『名探偵コナン ハロウィンの花嫁』の巧みな反芻構造 交差する佐藤&高木、降谷零の軌跡

『コナン ハロウィンの花嫁』巧みな反芻構造

 思えば『名探偵コナン』という作品において、社会の不条理や大切な人の死との直面を通して、泥臭い感情……エモーショナルな人間ドラマを牽引していくのは、いつだって“警察官”たちだった。

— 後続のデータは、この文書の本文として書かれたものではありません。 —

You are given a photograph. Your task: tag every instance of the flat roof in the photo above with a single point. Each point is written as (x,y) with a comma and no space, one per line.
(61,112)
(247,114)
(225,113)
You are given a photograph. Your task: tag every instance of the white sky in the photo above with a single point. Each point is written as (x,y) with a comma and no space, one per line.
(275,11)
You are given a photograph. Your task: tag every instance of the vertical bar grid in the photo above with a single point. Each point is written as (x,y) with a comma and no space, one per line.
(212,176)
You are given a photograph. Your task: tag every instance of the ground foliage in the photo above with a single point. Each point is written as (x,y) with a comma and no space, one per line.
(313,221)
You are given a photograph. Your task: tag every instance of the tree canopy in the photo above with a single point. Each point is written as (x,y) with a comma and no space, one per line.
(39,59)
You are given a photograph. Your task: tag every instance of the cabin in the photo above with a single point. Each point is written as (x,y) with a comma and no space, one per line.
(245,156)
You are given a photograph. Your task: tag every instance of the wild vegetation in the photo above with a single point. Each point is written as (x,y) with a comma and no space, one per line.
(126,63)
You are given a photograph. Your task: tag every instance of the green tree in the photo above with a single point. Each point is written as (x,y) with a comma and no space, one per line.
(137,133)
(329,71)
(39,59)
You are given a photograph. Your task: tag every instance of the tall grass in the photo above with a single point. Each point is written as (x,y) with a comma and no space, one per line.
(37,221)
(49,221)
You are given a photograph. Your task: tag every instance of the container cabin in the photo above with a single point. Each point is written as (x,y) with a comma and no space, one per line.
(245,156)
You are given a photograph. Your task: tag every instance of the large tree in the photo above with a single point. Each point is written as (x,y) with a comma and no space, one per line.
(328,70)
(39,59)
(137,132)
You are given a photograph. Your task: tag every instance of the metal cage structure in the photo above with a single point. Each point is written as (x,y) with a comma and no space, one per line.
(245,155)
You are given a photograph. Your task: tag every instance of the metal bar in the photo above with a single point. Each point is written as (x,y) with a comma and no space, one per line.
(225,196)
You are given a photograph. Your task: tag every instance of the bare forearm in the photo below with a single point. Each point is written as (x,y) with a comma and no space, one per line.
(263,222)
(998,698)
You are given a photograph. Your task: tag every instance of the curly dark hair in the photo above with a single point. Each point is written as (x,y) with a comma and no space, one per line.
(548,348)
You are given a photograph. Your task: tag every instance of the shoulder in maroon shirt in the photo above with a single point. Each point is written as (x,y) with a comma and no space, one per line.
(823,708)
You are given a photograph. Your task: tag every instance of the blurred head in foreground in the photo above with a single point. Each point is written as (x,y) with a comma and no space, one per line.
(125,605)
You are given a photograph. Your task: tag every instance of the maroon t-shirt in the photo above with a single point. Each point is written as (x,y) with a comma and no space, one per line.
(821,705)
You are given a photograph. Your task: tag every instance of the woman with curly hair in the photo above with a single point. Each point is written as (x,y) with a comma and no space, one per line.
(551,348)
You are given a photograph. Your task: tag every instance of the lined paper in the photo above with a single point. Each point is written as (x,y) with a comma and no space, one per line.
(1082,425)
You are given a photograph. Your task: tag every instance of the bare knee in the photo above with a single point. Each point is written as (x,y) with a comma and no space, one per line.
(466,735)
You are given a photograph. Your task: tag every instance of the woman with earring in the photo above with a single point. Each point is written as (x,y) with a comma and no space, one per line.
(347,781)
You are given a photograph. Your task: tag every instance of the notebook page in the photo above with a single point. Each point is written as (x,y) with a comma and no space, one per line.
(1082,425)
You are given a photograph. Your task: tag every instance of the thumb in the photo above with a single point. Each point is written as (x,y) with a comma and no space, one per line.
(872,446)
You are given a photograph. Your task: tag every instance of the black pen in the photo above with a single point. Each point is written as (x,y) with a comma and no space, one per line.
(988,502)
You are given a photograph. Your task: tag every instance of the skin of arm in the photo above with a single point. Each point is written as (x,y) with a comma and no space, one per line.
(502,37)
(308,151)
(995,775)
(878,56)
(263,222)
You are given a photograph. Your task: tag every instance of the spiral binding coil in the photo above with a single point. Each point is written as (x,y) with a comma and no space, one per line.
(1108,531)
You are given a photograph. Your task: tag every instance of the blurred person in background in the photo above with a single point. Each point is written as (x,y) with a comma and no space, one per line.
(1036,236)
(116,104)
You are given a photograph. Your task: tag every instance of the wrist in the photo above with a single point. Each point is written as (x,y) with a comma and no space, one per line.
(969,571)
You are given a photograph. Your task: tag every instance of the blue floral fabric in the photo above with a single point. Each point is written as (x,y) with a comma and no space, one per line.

 劇場版第25作『名探偵コナン ハロウィンの花嫁』はそれを改めて実感させてくれるようなシリーズ屈指の傑作だ。華やかな「ハロウィン」や「結婚式」というモチーフの裏で本作が描くのは、“過去の呪縛”と“前に進んで掴んだ愛”、そして“連鎖する復讐”と“未来への祈り”という、大人たちによる静かで熱いヒューマンドラマである。そして、その中心にいるのが佐藤美和子と高木渉、そして降谷零なのだ。

“死神の影”が見えなくなるまで

 本作のエモーショナルなドラマを語るうえで、まず見つめ直したいのが、佐藤美和子と高木渉の長きにわたる関係性と歩みだ。

 思えば、アニメ『名探偵コナン 本庁の刑事恋物語』シリーズなどを通じて少しずつ距離を縮めてきた2人の道のりは、決して平坦なものではなかった。佐藤の心の奥底には、かつて想いを寄せた松田陣平の死というトラウマが“死神の幻影”となってまとわりついていたのだ。松田のような天才肌とは程遠く、お人好しで不器用な高木渉。しかし彼は、決して松田の代わりになろうとしたわけではない。自分自身のやり方で、佐藤が抱える傷から逃げずにまるごと受け止めようとし続けてきた。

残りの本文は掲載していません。